McCoy Thomas H, Perlis Roy H
Center for Quantitative Health and Department of Psychiatry, Massachusetts General Hospital, Boston, MA, United States.
Department of Psychiatry, Harvard Medical School, Boston, MA, United States.
J Mood Anxiety Disord. 2024 Jul 20;8:100079. doi: 10.1016/j.xjmad.2024.100079. eCollection 2024 Dec.
We sought to characterize the ability of large language models to estimate NIMH Research Domain Criteria dimensions from narrative clinical notes of adult psychiatric inpatients, deriving estimate of overall burden of symptoms in each domain. We extracted consecutive admissions to a psychiatric inpatient unit between December 23, 2009 and September 27, 2015 from the electronic health records of a large academic medical center. Admission and discharge notes were scored with a HIPAA-compliant instance of a large language model (gpt-4-1106-preview). To examine convergent validity, the resulting estimates were correlated with those derived using an earlier method; for predictive validity, they were examined for association with length of hospitalization and probability of readmission. The cohort included 3619 individuals, 1779 female (49 %), 1840 male (51 %) with mean age 44 (SD=16.6). We identified modest correlations between LLM-derived RDoC scores and a previously validated scoring method, with Kendall's tau between from.07 for arousal and 0.27 for positive and cognitive domains (p < .001 for all of these).
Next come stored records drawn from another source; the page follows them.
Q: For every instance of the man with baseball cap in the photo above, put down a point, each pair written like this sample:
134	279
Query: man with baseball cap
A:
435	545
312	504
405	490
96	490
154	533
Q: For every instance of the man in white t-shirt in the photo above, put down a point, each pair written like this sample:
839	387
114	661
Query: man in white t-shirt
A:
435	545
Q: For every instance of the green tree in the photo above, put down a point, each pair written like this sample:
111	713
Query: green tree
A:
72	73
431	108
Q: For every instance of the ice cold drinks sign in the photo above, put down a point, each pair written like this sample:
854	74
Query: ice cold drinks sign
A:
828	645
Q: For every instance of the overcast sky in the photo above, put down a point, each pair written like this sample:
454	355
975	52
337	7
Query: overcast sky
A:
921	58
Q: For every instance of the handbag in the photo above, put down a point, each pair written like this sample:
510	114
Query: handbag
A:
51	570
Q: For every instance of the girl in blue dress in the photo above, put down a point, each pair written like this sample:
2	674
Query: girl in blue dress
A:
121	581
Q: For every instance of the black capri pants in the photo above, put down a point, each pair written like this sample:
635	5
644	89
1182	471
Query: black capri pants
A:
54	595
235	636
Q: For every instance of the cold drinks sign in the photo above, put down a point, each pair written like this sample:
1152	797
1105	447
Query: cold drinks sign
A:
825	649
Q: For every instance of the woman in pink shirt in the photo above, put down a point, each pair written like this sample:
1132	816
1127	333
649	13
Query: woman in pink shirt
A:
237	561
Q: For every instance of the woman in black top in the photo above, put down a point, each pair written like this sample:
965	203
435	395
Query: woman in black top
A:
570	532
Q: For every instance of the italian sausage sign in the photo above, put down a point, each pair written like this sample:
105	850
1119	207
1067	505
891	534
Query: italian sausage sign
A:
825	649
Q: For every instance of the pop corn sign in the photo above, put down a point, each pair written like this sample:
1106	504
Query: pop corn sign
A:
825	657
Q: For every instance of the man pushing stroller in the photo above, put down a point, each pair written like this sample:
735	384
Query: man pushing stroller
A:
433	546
For admission notes, greater scores on cognitive, sensorimotor, negative, and social domains were significantly associated with longer length of hospitalization in linear regression models including sociodemographic features (p < .01 for all of these); positive valence was associated with shorter hospitalization (p < .001). For discharge notes, social, arousal, and positive valence were associated with likelihood of readmission within 180 days in adjusted logistic regression models (p < .05 for social and arousal, p < .001 for positive valence). Overall, LLM-derived estimates of RDoC psychopathology demonstrated promising convergent and predictive validity, suggesting this approach may make real-world application of the RDoC framework more feasible.
我们试图描述大语言模型根据成年精神科住院患者的叙述性临床记录来估计美国国立精神卫生研究所(NIMH)研究领域标准维度的能力,从而得出每个领域症状总体负担的估计值。我们从一家大型学术医疗中心的电子健康记录中提取了2009年12月23日至2015年9月27日期间连续入住精神科住院单元的病例。入院和出院记录使用符合健康保险流通与责任法案(HIPAA)的大语言模型实例(gpt-4-1106-preview)进行评分。为了检验收敛效度,将所得估计值与使用早期方法得出的估计值进行相关性分析;为了检验预测效度,考察它们与住院时间和再入院概率的关联。该队列包括3619名个体,其中女性1779名(49%),男性1840名(51%),平均年龄44岁(标准差=16.6)。我们发现大语言模型得出的研究领域标准(RDoC)分数与先前验证的评分方法之间存在适度的相关性,其中觉醒维度的肯德尔tau系数为0.07,积极和认知维度为0.27(所有这些p值均<0.001)。对于入院记录,在包含社会人口学特征的线性回归模型中,认知、感觉运动、消极和社会领域的得分越高与住院时间越长显著相关(所有这些p值均<0.01);积极效价与住院时间较短相关(p<0.001)。对于出院记录,在调整后的逻辑回归模型中,社会、觉醒和积极效价与180天内再入院的可能性相关(社会和觉醒维度p<0.05,积极效价p<0.001)。总体而言,大语言模型得出的RDoC精神病理学估计值显示出有前景的收敛效度和预测效度,表明这种方法可能使RDoC框架在现实世界中的应用更可行。